Heya, author of the post here. That's a good call out because it's probably a lot!
And now that you mention it, that's also one failure case for why some people look at AI and go "this just isn't very good at coding". I'm not saying it has to be that way nor will it be that way forever, but there are absolutely a lot of people who just download Claude Code or Cursor or Codex and dive right in without any additional set up.
That's partially why I suggest people use Codex for the workshops I offer, because it provides the best results with no set up. All of these tools have a nearly unending amount of progressive disclosure because there's so much invisible configuration and best practices are changing so fast. I'm still trying not to imply that one tool is "better" than another (even if I have my preference), but more so hit on the fact that which AI tools people like is mostly about your preferred set of tradeoffs.
> That's partially why I suggest people use Codex for the workshops I offer, because it provides the best results with no set up.

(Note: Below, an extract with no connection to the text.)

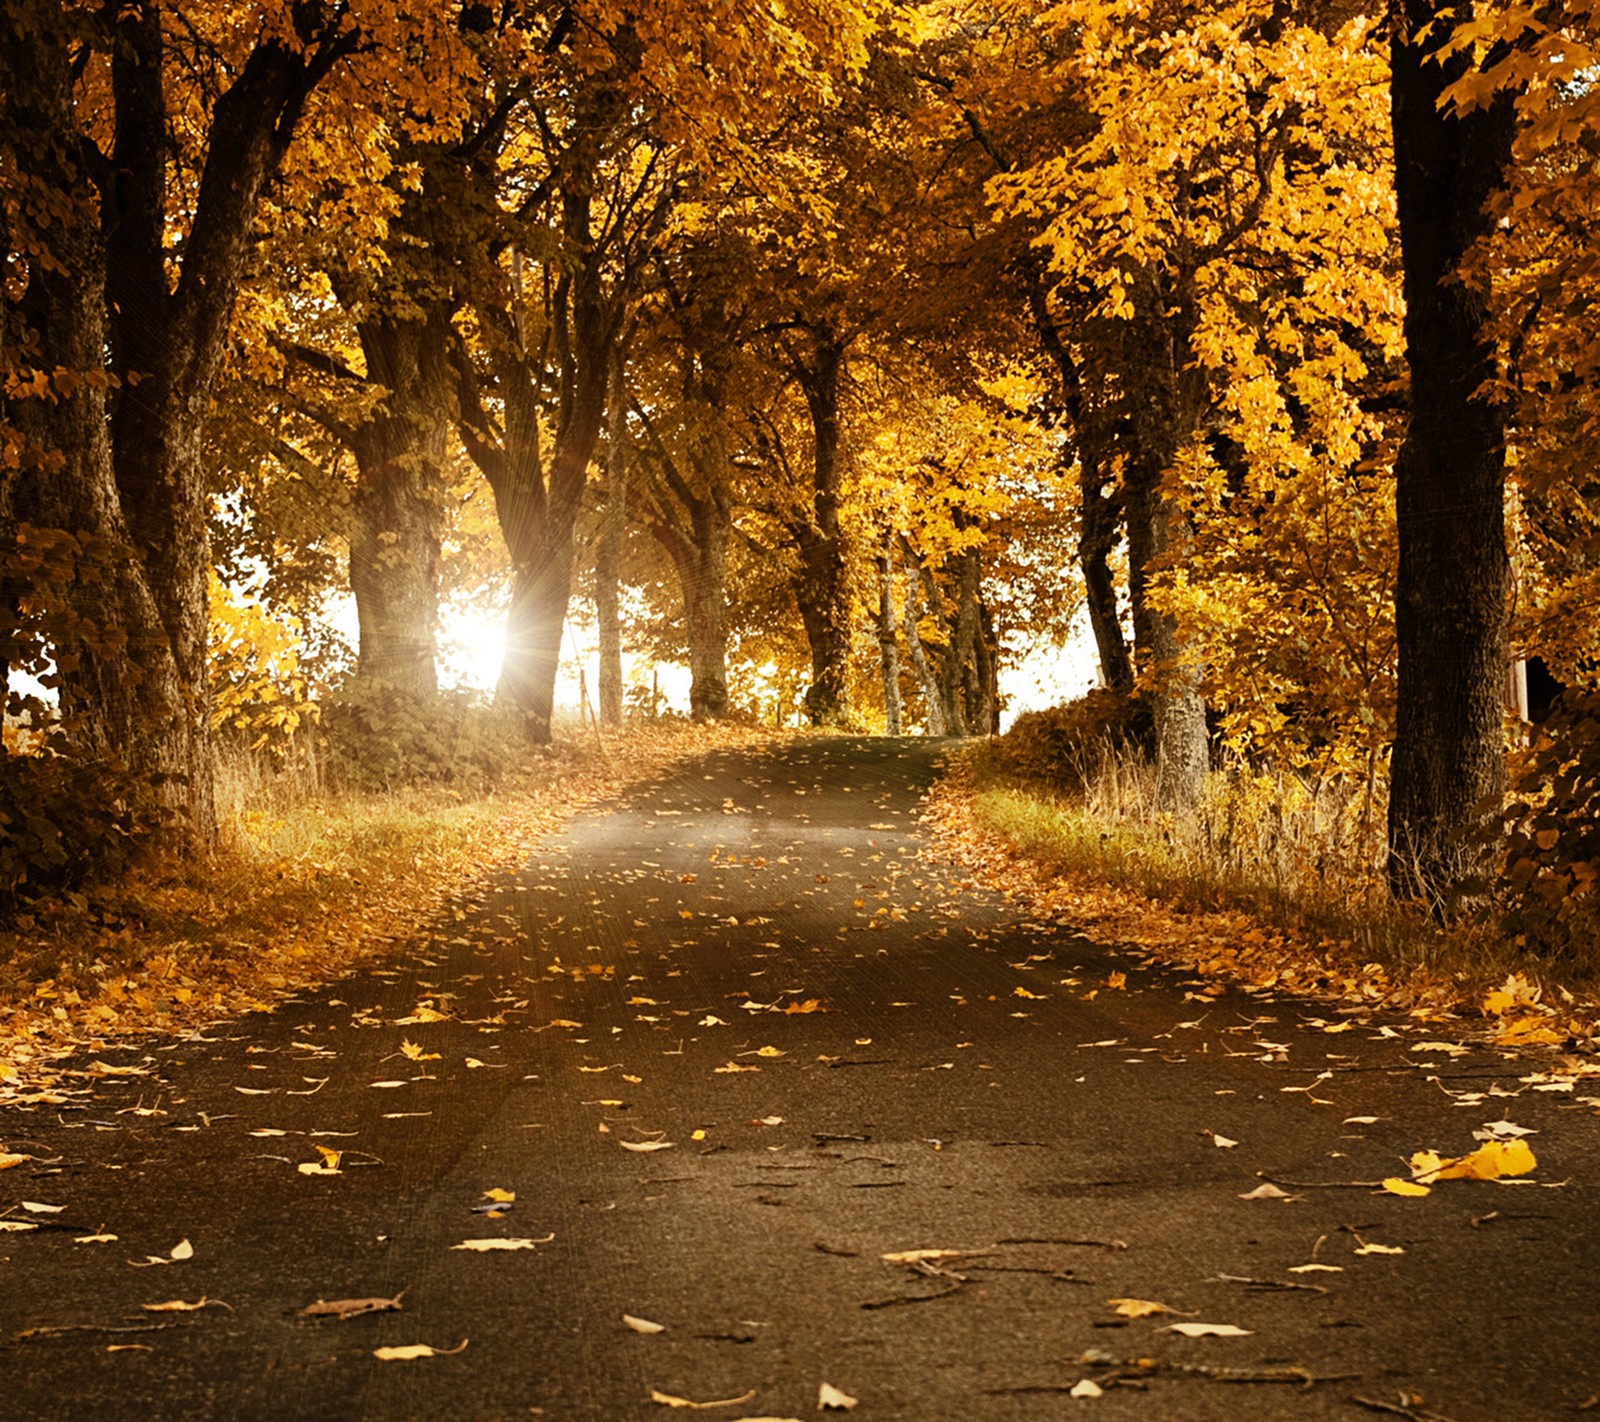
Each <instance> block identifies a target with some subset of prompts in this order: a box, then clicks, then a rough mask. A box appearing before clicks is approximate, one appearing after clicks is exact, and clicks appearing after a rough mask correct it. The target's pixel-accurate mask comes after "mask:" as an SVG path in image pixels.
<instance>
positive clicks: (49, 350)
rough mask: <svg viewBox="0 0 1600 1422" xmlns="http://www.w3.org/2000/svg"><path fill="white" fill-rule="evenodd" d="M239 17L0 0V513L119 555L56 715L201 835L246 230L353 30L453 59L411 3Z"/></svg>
mask: <svg viewBox="0 0 1600 1422" xmlns="http://www.w3.org/2000/svg"><path fill="white" fill-rule="evenodd" d="M235 21H237V16H235V14H234V13H232V11H230V10H227V8H226V6H200V5H197V6H192V8H190V10H187V11H186V13H182V14H178V13H174V11H173V10H170V8H168V6H163V5H160V3H157V0H130V3H125V5H120V6H115V10H110V8H102V6H91V5H86V3H66V5H62V3H46V0H42V3H10V5H6V6H3V10H0V51H3V54H5V58H3V61H0V66H3V69H0V106H3V109H0V118H3V130H5V146H6V166H8V170H10V171H11V173H14V174H16V179H14V182H16V186H14V187H13V189H11V190H13V192H19V194H29V195H30V200H29V202H26V203H19V202H14V200H8V203H6V222H5V227H6V232H5V235H6V246H8V251H6V256H8V264H10V267H11V282H10V283H8V302H6V325H8V342H6V349H8V352H18V355H16V358H14V366H13V369H11V371H10V377H8V401H6V424H8V425H11V427H13V429H14V430H18V438H19V443H21V445H24V446H26V448H27V449H29V451H30V454H29V457H26V459H24V461H22V467H21V469H19V472H18V475H16V478H14V480H13V481H11V488H10V493H8V502H10V505H11V510H10V512H11V517H13V518H14V520H16V521H18V523H19V525H21V523H26V525H29V526H34V528H50V529H61V531H66V533H67V534H70V536H72V537H74V539H75V541H77V545H78V547H80V549H83V547H88V545H93V547H98V549H106V550H112V552H110V553H107V557H106V560H104V561H106V566H104V571H102V573H101V574H99V587H98V589H94V592H93V593H88V592H86V584H83V587H80V590H78V592H77V593H74V597H77V598H78V601H80V606H78V613H80V622H78V632H77V633H75V635H70V638H69V641H67V643H64V645H58V646H56V664H58V667H59V670H61V677H62V709H64V710H66V712H67V713H69V715H70V717H72V718H74V720H75V723H77V725H80V726H82V744H83V745H86V747H93V750H94V753H99V755H104V757H109V758H112V760H117V761H120V763H123V765H125V766H126V769H128V771H130V773H133V774H136V776H138V777H141V779H146V781H150V782H154V784H155V785H158V789H160V795H162V798H163V800H165V801H166V805H168V806H171V808H173V809H179V811H182V813H184V816H186V817H187V829H189V833H192V835H194V837H195V838H198V840H202V841H203V840H208V838H210V837H211V833H213V832H214V808H213V789H211V744H210V728H208V726H210V723H208V715H206V665H205V661H206V625H208V617H206V581H208V574H210V557H208V550H206V512H208V510H206V481H205V473H203V465H202V459H200V449H202V438H203V425H205V417H206V409H208V400H210V393H211V390H213V385H214V381H216V376H218V369H219V366H221V360H222V354H224V346H226V338H227V330H229V318H230V314H232V309H234V302H235V298H237V294H238V291H240V286H242V282H243V278H245V274H246V267H248V261H250V248H251V235H253V222H254V219H256V214H258V208H259V203H261V198H262V194H264V190H266V189H267V186H269V184H270V182H272V179H274V176H275V174H277V173H278V171H280V168H282V165H283V162H285V155H286V154H288V152H290V149H291V144H293V141H294V136H296V133H298V130H299V128H301V125H302V120H304V117H306V114H307V109H309V107H310V101H312V96H314V94H318V93H320V91H322V90H323V88H325V85H326V83H328V80H330V77H331V75H333V74H334V72H336V70H338V72H339V74H341V80H342V82H347V83H350V85H352V88H354V90H360V86H362V85H363V83H365V82H368V80H370V78H371V75H370V74H362V72H358V70H357V69H355V67H354V66H350V59H352V56H355V54H357V53H358V51H360V50H362V46H363V43H366V45H368V53H378V54H379V56H382V54H398V51H400V48H402V45H403V42H408V40H421V42H422V43H434V42H435V40H437V42H438V56H440V62H442V64H443V61H445V56H446V53H448V38H445V37H437V35H432V34H430V30H429V14H427V13H426V8H421V6H419V11H418V13H413V11H411V10H408V8H406V6H405V3H403V0H395V3H389V0H368V3H363V5H360V6H355V8H354V10H352V8H347V6H344V5H333V3H326V5H325V3H315V0H301V3H293V5H282V6H278V5H274V6H267V8H266V11H264V13H261V16H259V19H258V22H256V24H254V26H240V24H237V22H235ZM381 64H382V59H379V67H381ZM400 82H402V83H405V77H403V75H402V78H400ZM411 93H413V94H414V96H418V98H421V90H413V91H411ZM419 107H421V106H419ZM178 114H182V115H184V117H182V122H178V117H176V115H178ZM11 291H18V293H19V299H13V298H11V296H10V293H11ZM29 392H34V393H32V398H30V395H29ZM34 398H37V400H40V401H42V403H38V405H34V403H32V400H34ZM46 406H48V408H46Z"/></svg>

I would do the exact opposite… If we are pitching “this shit works magically without any setup” people will expect magic and they absolutely will not get magic as there is no magic. I believe, especially if we are educators (you obviously are!!) that it is our responsibility to teach it “right” - my workshop would probably spend at least 75% of the time on the setup
So I definitely understand where you're coming from, but let me provide a little bit of context.
The workshops are 3-4 hours and we do spend a lot of time discussing how things work in reality vs. how they work in the context of the workshop. It's worth noting that these workshops span the gamut of non-technical people in sales to seasoned developers, so a lot of people simply won't learn much (or have the excitement to learn on their own) if we spend the first 2-3 hours setting things up.
In my experience the heaviest lift for teaching practically any technical subject is getting someone interested by showing them how to accomplish something they care about, and then leaving them with lots of information and resources so they can continue experimenting and growing even once we're done. The way I do that is to make sure they leave the workshop having built their own idea — without taking shortcuts!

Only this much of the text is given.